Q: Rico Gathers, who is now entering his third season but missed all of last year with a concussion, was asked about how he has improved as a blocker. He talked about the changes now that the Cowboys have a new offensive line coach, Paul Alexander. How much have things changed, technique-wise, for Rico and Blake and Geoff? They are holdovers from previous seasons.
NUSSMEIER: You start everything from scratch from base 1 and that’s important, especially with younger players. You can’t assume that we know anything. We have to learn together and grow together. So, we go back to walking-before-we-start-running. First we walk, then we jog, then we run.
Q: Even though the young guys are competing with each other for coveted roster spots, do you see a lot of cooperation?
NUSSMEIER: Definitely. We’ve talked about that from day 1. It’s good competition and everybody is behind whoever is on the field whether it’s one, two or three guys, whatever set we’re in. They’ve done a really good job of competing with each other, but the right kind of competition.

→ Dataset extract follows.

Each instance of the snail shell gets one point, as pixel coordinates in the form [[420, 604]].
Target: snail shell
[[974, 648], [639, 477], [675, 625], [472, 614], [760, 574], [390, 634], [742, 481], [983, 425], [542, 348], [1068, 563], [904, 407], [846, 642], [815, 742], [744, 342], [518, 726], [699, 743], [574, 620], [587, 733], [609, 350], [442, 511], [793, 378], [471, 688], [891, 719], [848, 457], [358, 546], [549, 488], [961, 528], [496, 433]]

Every day is going to be a learning curve, and that curve will be even steeper on certain days as we work on different things. In the final on-field day of OTAs, we worked on 2-minute and 4-minute offense. Some days we’re in ‘heavy’ personnel (extra blockers) where we’re using 3-tight end sets.
Q: Offensive coordinator Scott Linehan has added elements to the offense the past couple of seasons to utilize Dak Prescott’s skill set, including things that are normally seen in college football. That’s something a lot of NFL teams are doing: bringing elements of college ball into the NFL. You’ve spent the past 13 seasons in college football at powerhouse programs like Alabama, Michigan, Florida, and Washington. And you’ve worked previously with Scott on his staff with the NFL’s St Louis Rams. Is Scott relying on your recent background to bring more college elements to the Cowboys’ offense this season?
NUSSMEIER: There is some translation about what started in college moving into the NFL, the RPO (run/pass option) type of things that people talk about. Hopefully with my background in college football, I can bring some knowledge in that area. I don’t want to divulge anything strategy-wise, but when you look at this football team and what they’ve done with Dak and Zeke, running the football has been a strength. You want to add little pieces here-and-there, but you also want to stay with your foundation.